MY colleagues and I at Virginia’s Medicaid agency have heard from members who experienced a reduction in personal care hours for services in their home, including meal preparation and bathing, due to recent policy changes.
We’ve been working to find solutions, and I’m happy to report that we have achieved some meaningful progress.
Our agency recently reached agreement with the Centers for Medicare and Medicaid Services (CMS) to reverse a policy implemented last year that impacted some of our young members under age 21 who receive personal care services.
In September 2018, Virginia Medicaid was instructed to begin evaluating personal care hours based on criteria established in our Early and Periodic Screening, Diagnosis and Treatment (EPSDT) benefit. As a result of this policy change, decisions about the number of personal care hours approved for individual members were strictly focused on an assessment of medical necessity.
Of the members who saw a change under this policy, 5 percent experienced an increase in the number of personal care hours available to them, while nearly 12 percent saw a decrease in hours of care.
We were concerned about the impact of this policy change, and the letters we received from our members validated those concerns. With these powerful testimonials in hand, we went back to CMS officials and reached agreement to return to our previous policies for determining personal hours of care.
Starting May 1, 2019, our agency is once again evaluating the number of personal care hours required for our members based on criteria outlined in our Commonwealth Coordinated Care Plus (CCC Plus) Waiver.
Rather than a rigid measure of medical necessity, these criteria are based on an assessment of the services needed for members to remain in their homes and their communities if they choose that option over institutional care.

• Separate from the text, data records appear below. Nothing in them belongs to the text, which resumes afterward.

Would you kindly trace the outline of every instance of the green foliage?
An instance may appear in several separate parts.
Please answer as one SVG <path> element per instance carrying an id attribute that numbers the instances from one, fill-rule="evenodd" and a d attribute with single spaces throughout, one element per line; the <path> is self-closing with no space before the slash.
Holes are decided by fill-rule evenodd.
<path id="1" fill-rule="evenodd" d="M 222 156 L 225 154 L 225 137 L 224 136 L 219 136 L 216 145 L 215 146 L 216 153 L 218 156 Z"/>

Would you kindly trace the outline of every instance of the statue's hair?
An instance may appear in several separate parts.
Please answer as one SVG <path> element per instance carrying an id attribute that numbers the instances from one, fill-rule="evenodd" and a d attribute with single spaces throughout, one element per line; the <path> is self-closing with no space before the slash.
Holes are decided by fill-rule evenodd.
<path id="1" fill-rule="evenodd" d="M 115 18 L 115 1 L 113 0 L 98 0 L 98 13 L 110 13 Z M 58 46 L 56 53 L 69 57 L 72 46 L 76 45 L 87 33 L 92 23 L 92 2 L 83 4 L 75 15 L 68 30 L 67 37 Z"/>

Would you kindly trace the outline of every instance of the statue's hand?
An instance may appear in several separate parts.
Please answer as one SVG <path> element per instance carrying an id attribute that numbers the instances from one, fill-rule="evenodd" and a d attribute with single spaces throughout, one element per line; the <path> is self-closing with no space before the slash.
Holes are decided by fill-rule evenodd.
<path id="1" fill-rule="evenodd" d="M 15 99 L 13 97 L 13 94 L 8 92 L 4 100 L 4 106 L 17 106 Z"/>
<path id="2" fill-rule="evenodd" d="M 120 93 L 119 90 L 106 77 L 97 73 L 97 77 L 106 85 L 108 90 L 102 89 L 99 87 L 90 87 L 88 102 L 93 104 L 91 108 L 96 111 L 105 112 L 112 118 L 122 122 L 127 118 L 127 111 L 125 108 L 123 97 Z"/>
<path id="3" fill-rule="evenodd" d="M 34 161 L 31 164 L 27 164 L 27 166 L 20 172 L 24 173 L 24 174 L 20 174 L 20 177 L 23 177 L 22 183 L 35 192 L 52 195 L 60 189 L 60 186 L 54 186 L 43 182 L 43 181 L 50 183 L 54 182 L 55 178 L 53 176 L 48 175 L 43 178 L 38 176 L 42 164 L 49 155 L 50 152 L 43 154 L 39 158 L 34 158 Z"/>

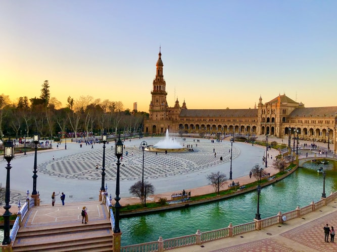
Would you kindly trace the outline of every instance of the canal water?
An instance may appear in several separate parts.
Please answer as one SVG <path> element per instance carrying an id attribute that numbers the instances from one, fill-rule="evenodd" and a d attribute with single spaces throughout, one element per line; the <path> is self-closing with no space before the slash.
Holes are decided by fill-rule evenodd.
<path id="1" fill-rule="evenodd" d="M 326 172 L 325 193 L 337 191 L 337 163 L 327 165 L 306 162 L 284 179 L 262 188 L 260 213 L 265 218 L 294 210 L 320 199 L 323 175 Z M 122 245 L 137 244 L 187 235 L 253 221 L 257 210 L 257 195 L 253 191 L 227 200 L 152 214 L 122 218 L 120 221 Z"/>
<path id="2" fill-rule="evenodd" d="M 326 165 L 308 162 L 284 179 L 263 187 L 260 196 L 260 213 L 265 218 L 309 205 L 320 199 L 323 192 L 323 175 L 317 172 L 320 167 L 326 172 L 325 193 L 337 191 L 337 163 Z M 122 218 L 120 227 L 122 245 L 163 239 L 253 221 L 256 213 L 257 195 L 254 191 L 227 200 L 179 210 Z M 3 230 L 0 232 L 0 241 Z"/>

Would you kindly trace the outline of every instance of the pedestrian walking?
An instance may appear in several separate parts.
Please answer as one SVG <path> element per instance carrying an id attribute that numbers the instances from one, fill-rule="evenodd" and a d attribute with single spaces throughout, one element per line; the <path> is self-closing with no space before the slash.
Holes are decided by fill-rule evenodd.
<path id="1" fill-rule="evenodd" d="M 103 190 L 101 192 L 101 194 L 102 195 L 102 201 L 101 202 L 101 205 L 105 205 L 106 202 L 106 199 L 105 197 L 105 190 Z"/>
<path id="2" fill-rule="evenodd" d="M 56 201 L 56 196 L 59 195 L 60 194 L 60 192 L 59 192 L 59 193 L 58 194 L 55 194 L 55 192 L 53 192 L 53 194 L 52 194 L 52 206 L 53 207 L 54 206 L 54 205 L 55 205 L 55 201 Z"/>
<path id="3" fill-rule="evenodd" d="M 62 206 L 64 206 L 64 199 L 66 198 L 66 195 L 64 194 L 63 193 L 61 193 L 61 201 L 62 202 Z"/>
<path id="4" fill-rule="evenodd" d="M 329 225 L 326 223 L 326 225 L 324 226 L 323 229 L 324 230 L 324 241 L 325 242 L 329 242 L 329 234 L 330 234 L 330 228 Z"/>
<path id="5" fill-rule="evenodd" d="M 333 227 L 331 226 L 331 229 L 330 230 L 330 242 L 334 242 L 334 241 L 333 241 L 334 238 L 334 230 L 333 229 Z"/>
<path id="6" fill-rule="evenodd" d="M 85 206 L 84 206 L 82 208 L 82 212 L 81 212 L 81 215 L 82 216 L 82 224 L 83 224 L 83 221 L 84 221 L 84 224 L 86 224 L 88 221 L 88 213 L 87 213 L 87 208 Z"/>

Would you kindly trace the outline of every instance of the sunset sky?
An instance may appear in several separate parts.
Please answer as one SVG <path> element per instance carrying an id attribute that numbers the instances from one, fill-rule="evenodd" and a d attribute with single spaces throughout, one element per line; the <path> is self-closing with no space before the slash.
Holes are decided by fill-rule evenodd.
<path id="1" fill-rule="evenodd" d="M 148 111 L 161 46 L 167 101 L 253 108 L 279 93 L 337 105 L 337 1 L 2 0 L 0 94 Z"/>

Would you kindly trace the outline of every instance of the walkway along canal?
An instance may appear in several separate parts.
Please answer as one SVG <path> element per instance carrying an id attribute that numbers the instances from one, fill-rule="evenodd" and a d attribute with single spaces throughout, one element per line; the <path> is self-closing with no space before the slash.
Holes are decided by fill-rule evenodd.
<path id="1" fill-rule="evenodd" d="M 262 219 L 308 205 L 320 199 L 323 176 L 317 164 L 306 162 L 292 174 L 262 188 L 260 213 Z M 337 164 L 324 165 L 325 193 L 337 191 Z M 253 221 L 257 210 L 256 191 L 221 201 L 121 220 L 122 245 L 157 241 L 218 229 Z"/>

We have reached out to our existing providers and members to let them know that they can request a review of decisions made prior to May 1.

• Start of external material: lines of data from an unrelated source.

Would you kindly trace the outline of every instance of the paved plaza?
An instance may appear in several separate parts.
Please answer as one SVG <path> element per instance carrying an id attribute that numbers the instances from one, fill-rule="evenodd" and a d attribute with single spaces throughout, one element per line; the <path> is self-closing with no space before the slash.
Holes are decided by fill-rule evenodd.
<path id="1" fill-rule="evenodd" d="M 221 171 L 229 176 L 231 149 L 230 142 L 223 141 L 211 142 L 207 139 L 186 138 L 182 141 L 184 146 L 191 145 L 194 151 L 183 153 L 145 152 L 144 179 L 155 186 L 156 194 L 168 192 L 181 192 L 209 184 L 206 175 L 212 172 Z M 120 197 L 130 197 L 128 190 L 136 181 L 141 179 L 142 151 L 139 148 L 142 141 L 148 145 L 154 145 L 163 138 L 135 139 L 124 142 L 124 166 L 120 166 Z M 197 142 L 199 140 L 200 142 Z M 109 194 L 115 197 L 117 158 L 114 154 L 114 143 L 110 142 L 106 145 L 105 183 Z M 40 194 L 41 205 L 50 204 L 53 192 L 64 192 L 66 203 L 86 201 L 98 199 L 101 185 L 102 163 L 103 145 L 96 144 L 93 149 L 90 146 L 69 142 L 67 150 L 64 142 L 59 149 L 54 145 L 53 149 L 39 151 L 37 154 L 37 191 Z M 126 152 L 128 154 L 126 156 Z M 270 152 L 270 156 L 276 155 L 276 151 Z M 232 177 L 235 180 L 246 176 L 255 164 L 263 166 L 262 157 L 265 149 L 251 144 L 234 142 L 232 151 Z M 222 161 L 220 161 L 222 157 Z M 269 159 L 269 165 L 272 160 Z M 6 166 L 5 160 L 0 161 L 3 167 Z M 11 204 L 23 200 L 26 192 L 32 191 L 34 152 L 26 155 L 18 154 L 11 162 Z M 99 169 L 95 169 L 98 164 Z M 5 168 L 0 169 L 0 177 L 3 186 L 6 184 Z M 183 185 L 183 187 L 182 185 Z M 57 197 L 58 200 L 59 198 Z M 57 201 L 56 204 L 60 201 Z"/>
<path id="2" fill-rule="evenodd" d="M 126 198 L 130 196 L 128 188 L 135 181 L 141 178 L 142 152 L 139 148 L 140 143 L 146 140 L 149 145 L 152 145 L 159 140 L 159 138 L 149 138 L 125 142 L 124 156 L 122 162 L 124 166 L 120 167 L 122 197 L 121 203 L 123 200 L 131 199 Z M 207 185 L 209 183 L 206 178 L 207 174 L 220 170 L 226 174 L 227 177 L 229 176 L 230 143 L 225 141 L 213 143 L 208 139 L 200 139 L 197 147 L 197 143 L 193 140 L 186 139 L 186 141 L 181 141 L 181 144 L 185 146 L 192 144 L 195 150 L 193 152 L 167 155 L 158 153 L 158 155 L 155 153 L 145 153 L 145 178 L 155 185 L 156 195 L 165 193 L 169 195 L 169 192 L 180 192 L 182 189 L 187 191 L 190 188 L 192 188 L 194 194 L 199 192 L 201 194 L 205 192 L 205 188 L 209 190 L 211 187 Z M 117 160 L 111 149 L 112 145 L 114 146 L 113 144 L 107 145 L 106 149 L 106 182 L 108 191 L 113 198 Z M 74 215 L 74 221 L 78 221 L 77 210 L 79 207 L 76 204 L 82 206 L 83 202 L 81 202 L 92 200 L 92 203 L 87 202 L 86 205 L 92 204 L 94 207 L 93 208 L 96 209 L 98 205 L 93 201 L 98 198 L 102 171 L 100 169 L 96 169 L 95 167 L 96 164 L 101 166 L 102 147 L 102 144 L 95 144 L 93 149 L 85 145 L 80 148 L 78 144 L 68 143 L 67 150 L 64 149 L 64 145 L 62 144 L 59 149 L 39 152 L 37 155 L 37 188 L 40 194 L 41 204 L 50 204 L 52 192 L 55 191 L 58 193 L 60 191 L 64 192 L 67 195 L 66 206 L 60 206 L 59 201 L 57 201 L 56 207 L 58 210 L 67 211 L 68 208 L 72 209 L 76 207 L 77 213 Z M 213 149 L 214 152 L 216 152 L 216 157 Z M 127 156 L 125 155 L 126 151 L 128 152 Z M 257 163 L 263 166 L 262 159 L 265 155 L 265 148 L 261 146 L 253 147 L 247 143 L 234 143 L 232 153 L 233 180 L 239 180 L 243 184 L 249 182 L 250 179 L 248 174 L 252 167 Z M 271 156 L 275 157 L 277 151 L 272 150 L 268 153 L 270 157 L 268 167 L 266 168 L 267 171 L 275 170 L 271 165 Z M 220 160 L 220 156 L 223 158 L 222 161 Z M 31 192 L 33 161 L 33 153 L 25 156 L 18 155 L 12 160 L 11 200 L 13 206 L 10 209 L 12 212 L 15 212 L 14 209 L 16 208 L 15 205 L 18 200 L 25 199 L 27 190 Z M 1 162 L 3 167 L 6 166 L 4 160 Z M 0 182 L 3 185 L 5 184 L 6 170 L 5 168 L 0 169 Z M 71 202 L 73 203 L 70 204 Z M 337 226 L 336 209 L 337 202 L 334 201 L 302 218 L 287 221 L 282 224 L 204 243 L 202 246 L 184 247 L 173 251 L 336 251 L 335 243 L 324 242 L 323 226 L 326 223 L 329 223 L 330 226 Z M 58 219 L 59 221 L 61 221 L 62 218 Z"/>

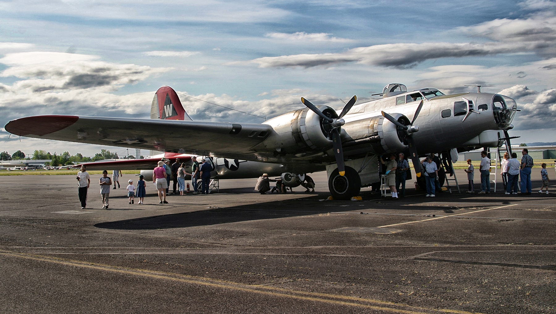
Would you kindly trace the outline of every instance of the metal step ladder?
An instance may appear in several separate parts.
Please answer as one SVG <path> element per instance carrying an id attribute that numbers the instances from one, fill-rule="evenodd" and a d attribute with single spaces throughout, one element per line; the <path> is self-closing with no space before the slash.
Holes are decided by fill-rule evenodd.
<path id="1" fill-rule="evenodd" d="M 197 191 L 201 191 L 201 187 L 202 186 L 202 181 L 201 180 L 198 180 L 197 181 Z M 209 184 L 209 193 L 212 192 L 212 190 L 216 189 L 216 193 L 218 193 L 220 191 L 220 182 L 219 179 L 211 179 L 210 183 Z"/>
<path id="2" fill-rule="evenodd" d="M 461 194 L 461 191 L 459 189 L 459 185 L 458 184 L 458 178 L 455 176 L 455 171 L 454 171 L 454 164 L 452 163 L 449 152 L 442 153 L 440 158 L 440 167 L 444 171 L 446 187 L 448 191 L 451 193 L 453 188 L 457 189 L 458 193 Z M 453 183 L 455 185 L 450 185 L 450 181 L 453 181 Z M 453 185 L 455 185 L 455 187 L 453 186 Z"/>

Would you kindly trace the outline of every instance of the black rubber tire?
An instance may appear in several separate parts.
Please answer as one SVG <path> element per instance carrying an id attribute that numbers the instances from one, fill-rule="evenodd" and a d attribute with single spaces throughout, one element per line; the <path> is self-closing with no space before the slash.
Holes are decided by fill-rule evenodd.
<path id="1" fill-rule="evenodd" d="M 349 200 L 357 196 L 361 191 L 361 178 L 355 169 L 345 167 L 345 173 L 340 175 L 336 168 L 328 179 L 328 188 L 334 200 Z"/>

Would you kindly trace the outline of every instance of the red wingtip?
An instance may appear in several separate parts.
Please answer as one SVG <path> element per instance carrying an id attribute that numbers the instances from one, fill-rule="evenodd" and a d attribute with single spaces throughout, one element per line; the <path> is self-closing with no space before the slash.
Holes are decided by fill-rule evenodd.
<path id="1" fill-rule="evenodd" d="M 76 116 L 36 116 L 12 120 L 6 125 L 6 131 L 16 135 L 42 136 L 66 128 L 75 123 Z"/>

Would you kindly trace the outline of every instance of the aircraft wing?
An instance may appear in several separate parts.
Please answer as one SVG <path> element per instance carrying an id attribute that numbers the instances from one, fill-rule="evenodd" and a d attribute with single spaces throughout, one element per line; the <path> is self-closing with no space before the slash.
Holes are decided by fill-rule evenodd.
<path id="1" fill-rule="evenodd" d="M 180 162 L 188 162 L 191 160 L 190 156 L 180 157 Z M 160 161 L 160 157 L 146 158 L 126 160 L 115 160 L 98 162 L 85 162 L 72 166 L 79 169 L 85 165 L 87 170 L 152 170 L 157 166 Z M 171 163 L 176 160 L 176 157 L 168 157 Z"/>
<path id="2" fill-rule="evenodd" d="M 76 116 L 27 117 L 5 129 L 27 137 L 245 160 L 256 160 L 252 148 L 274 132 L 264 124 Z"/>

We are gratified to know that we have been able to offer relief for children and young people who rely on us for this important health benefit.
But we realize we have only partly resolved the challenges related to personal care. Some of our adult members have also seen their personal care hours reduced. In these cases, the solution is more complex and will require individual review to make the right decisions.
The Virginia Department of Medical Assistance Services has a duty to the commonwealth’s taxpayers to make sure the dollars they invest in our program are spent wisely. We have implemented policy and budget actions to strengthen protections against fraud.
There are cases in which a reduction in hours is appropriate and legally necessary, but we want to ensure that services meeting the criteria are kept in place and, most important, that we are helping to improve the health and wellness of Medicaid members.
Moving forward, we are working to improve our data analytics tools so that we can be vigilant in preventing fraud while ensuring that decisions are made based on a holistic understanding of each member’s needs.
I am proud of Virginia’s decision to expand eligibility for Medicaid, a decision that has given more than 280,000 men and women life-saving health coverage.
This transformational change in our program has inspired us to become a more member-focused Medicaid agency. We are pursuing that goal through more open communications with our members, a new member advisory committee and other policies. We still have a lot of work to do, and we value the feedback we receive from our members.
Our goal as an agency is to do a better job every day and to always do what is right for our members. Let us know how we are doing.
I promise you, we will be listening.